We Need to Talk About Iran

By February 13, 2020 Online Community

I just want to share a text I wrote for another group and some photos of Iran with you guys:


On Thursday an Iranian asked in this travel group why we didn’t choose Iran as a travel destination, only to be bombarded with a lot of racist, xenophobic and, at worst, biased comments. On Friday, the Iranian leader was killed by US troops on Iraqi soil and a lot of negative comments came up about the country, which were mostly repeating what the western media, strongly influenced by the American view of the country, said. It is sad to see that in a group of people who would theoretically be open-minded, willing to know different cultures and tolerant, there is this kind of, to say the least, ignorant opinion about a certain country.If you want to know the political situation of a country, ask the politicians. If you want to know what it is like to travel there, ask other travelers. If you wanted to know what it’s like to live there, ask its residents!

Although most governments advised against traveling to Iran, every traveler I’ve met in the past who had gone there told me wonderful things about the country, so I decided to go and see what the heck has in this place that everyone loves it- I assure you that Paris, Bali or New York doesn’t have this reputation!

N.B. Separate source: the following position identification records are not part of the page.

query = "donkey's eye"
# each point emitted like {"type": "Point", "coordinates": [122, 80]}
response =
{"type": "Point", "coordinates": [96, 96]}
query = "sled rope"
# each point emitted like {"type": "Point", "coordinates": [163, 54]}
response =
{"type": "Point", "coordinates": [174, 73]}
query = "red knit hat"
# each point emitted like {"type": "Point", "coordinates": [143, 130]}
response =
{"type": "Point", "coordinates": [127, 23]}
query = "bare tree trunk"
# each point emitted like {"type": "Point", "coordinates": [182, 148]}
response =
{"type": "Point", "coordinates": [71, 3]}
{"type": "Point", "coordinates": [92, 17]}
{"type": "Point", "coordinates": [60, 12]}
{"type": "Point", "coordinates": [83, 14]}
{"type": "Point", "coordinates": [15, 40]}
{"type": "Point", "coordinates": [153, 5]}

Once there, everything was explained. I spent almost 40 days there, I traveled around about ten cities, from north to south of the country. Iran is a country that has it all: beaches, mountains, snow, deserts, museums, ancient ruins, mosques, palaces, big cities, lost villages, nightlife, rural life, the modern, the traditional and the subversive. An extremely safe country and where most of the population has access to housing, food, health, school, public recreation areas, a great transportation system throughout the territory. The country does live in a dictatorship and freedom of expression is restricted, but people still find ways to get around the system and do what they want. You can find alcohol, parties, tattoo studios, couples dating , playing cards, foreign products, and anything else that is “forbidden.” A large proportion of Iranians, especially younger and even the religious one, disagree with the political system in place in the country. So, let’s talk about the Iranians:

I swear to you for the whole universe that you will not find happier and more hospitable people than the Iranians. They will do EVERYTHING to help you with whatever you need. They will feed you, they will host you, they will take you sightseeing. And what will they ask in return? Go out and tell the world what real Iran and its people are like because they, as a result of international sanctions, cannot travel to almost any country.

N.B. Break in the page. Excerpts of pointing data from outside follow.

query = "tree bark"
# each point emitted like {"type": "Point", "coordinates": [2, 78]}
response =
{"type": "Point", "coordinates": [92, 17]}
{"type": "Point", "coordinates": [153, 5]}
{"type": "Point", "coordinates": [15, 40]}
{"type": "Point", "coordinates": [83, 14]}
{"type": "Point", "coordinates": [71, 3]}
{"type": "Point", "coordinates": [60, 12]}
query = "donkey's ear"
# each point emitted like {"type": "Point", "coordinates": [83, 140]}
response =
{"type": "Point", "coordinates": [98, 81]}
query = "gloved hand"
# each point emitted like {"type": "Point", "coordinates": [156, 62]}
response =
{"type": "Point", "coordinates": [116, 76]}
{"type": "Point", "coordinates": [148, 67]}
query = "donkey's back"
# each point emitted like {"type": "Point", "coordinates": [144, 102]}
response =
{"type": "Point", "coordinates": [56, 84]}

If all this has not convinced you yet, I will tell you something else: of the 86 countries I’ve been to, Iran is certainly the cheapest one. You can eat a huge sandwich for 0.30usd, rent a cab for a full day for 5usd and travel by bus for 800km for 8usd. Maybe it’s also one of the safest countries too: pickpocketing, kidnapping, rape? Forget about it, they practically do not exist – maybe that’s why people are so happy and open to strangers.

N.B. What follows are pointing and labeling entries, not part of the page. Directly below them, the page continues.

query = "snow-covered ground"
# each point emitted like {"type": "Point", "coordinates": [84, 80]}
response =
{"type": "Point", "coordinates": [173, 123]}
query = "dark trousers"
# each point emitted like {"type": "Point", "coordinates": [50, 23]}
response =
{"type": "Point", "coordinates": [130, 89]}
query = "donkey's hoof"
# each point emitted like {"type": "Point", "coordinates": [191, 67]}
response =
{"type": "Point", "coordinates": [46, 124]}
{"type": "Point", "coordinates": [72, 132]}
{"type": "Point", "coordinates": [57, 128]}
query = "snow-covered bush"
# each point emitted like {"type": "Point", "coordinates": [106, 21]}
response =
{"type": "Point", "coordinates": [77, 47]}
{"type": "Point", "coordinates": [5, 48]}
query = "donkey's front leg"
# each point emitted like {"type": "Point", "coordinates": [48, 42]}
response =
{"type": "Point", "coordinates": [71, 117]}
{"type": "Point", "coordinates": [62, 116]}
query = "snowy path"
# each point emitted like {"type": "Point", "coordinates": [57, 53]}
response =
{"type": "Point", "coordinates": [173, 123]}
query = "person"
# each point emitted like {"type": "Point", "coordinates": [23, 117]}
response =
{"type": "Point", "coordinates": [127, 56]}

I see a lot of women saying they don’t go there because of the mandatory dress code – in Iran it is compulsory for men to wear trousers and a t-shirt covering their shoulders and women to cover their hair, arm and butt. When Europeans come to Latin America, we don’t let them topless on our beaches – we ask them to cover themselves. When a latin-american goes to the USA, they can not wear the thong bikini in public pools, they are also required to cover themselves. When we are invited to a wedding, we know we can’t show up in jeans and tank tops. When we go to church, we can’t go in miniskirts. Each place has a dress code and it’s up to us to adapt to them. If a simple, selfish and superficial detail like the clothes keeps you from getting to know a magnificent ancient culture and exploring different corners of the world from where you came from, keep traveling around old same-same Europe. You are the one loosing.

If I convinced you to visit Iran, be very careful: after a trip to Iran, no other country will be the same.